Awesome

Evaluation of Text-to-Gesture Generation Model Using Convolutional Neural Network

This repository contains the code for the text-to-gesture generation model using CNN.

The demonstration video of generated gestures is available at https://youtu.be/JX4Gqy-Rmso.

Eiichi Asakawa, Naoshi Kaneko, Dai Hasegawa, and Shinichi Shirakawa: Evaluation of text-to-gesture generation model using convolutional neural network, Neural Networks, Elsevier, Vol. 151, pp. 365-375, Jul. 2022. [DOI]

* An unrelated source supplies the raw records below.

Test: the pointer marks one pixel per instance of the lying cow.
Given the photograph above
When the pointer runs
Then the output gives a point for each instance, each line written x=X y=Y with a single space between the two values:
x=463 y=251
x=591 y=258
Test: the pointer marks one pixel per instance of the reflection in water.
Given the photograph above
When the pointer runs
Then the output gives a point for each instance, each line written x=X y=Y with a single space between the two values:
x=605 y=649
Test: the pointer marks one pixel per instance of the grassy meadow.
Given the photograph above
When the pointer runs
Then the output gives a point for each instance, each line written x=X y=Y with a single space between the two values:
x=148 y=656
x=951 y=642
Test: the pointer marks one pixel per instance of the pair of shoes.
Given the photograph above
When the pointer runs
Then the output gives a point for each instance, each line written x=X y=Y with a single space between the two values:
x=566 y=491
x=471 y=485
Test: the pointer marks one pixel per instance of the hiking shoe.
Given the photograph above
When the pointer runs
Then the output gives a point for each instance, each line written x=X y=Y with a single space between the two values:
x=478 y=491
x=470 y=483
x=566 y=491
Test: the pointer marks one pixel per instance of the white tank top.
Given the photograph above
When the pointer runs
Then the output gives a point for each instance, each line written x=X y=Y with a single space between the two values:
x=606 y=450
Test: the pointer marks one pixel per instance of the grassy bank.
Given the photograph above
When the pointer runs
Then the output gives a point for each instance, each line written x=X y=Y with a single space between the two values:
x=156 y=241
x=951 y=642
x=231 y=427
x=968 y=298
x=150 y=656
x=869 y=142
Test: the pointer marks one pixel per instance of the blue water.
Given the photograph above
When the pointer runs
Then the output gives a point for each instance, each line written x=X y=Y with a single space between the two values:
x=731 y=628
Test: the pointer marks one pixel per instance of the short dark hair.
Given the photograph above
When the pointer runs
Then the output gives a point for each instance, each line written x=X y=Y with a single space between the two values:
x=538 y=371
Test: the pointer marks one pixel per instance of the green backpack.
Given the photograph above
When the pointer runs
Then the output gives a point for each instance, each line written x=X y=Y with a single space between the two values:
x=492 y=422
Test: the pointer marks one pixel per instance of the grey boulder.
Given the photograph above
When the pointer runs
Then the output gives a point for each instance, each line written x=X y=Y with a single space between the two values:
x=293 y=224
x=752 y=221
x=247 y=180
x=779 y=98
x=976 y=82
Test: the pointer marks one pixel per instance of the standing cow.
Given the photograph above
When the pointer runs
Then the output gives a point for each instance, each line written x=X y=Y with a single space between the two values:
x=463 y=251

If you use this code for your research, please cite our paper:

@article{AsakawaNEUNET2022,
    author = {Eiichi Asakawa and Naoshi Kaneko and Dai Hasegawa and Shinichi Shirakawa},
    title = {Evaluation of text-to-gesture generation model using convolutional neural network},
    journal = {Neural Networks},
    volume = {151},
    pages = {365--375},
    year = {2022},
    doi = {https://doi.org/10.1016/j.neunet.2022.03.041}
}

Requirements

We used the PyTorch version 1.7.1 for neural network implementation. We tested the codes on the following environment:

Ubuntu 16.04 LTS
GPU: NVIDIA GeForce GTX 1080Ti
Python environment: anaconda3-2020.07
- fasttext
- cv2 (4.4.0)
ffmpeg

Preparation

Our code uses the speech and gesture dataset provided by Ginosar et al. Download the Speech2Gesture dataset by following the instruction "Download specific speaker data" in https://github.com/amirbar/speech2gesture/blob/master/data/dataset.md.

Shiry Ginosar, Amir Bar, Gefen Kohavi, Caroline Chan, Andrew Owens, and Jitendra Malik, "Learning Individual Styles of Conversational Gesture," CVPR 2019.

After downloading the Speech2Gesture dataset, your dataset folder should be like:

Gestures
├── frames_df_10_19_19.csv
├── almaram
    ├── frames
    ├── keypoints_all
    ├── keypoints_simple
    └── videos
...
└── shelly
    ├── frames
    ├── keypoints_all
    ├── keypoints_simple
    └── videos

Download the text dataset from HERE and unarchive the zip file.
Move the words directory in each speaker name's directory to the corresponding speaker's directory in your dataset directory.

After this step, your dataset folder should be like:

Gestures
├── frames_df_10_19_19.csv
├── almaram
    ├── frames
    ├── keypoints_all
    ├── keypoints_simple
    ├── videos
    └── words
...
└── shelly
    ├── frames
    ├── keypoints_all
    ├── keypoints_simple
    ├── videos
    └── words

Note that the word data for speaker Jon is very little. Therefore, it should not use for model training.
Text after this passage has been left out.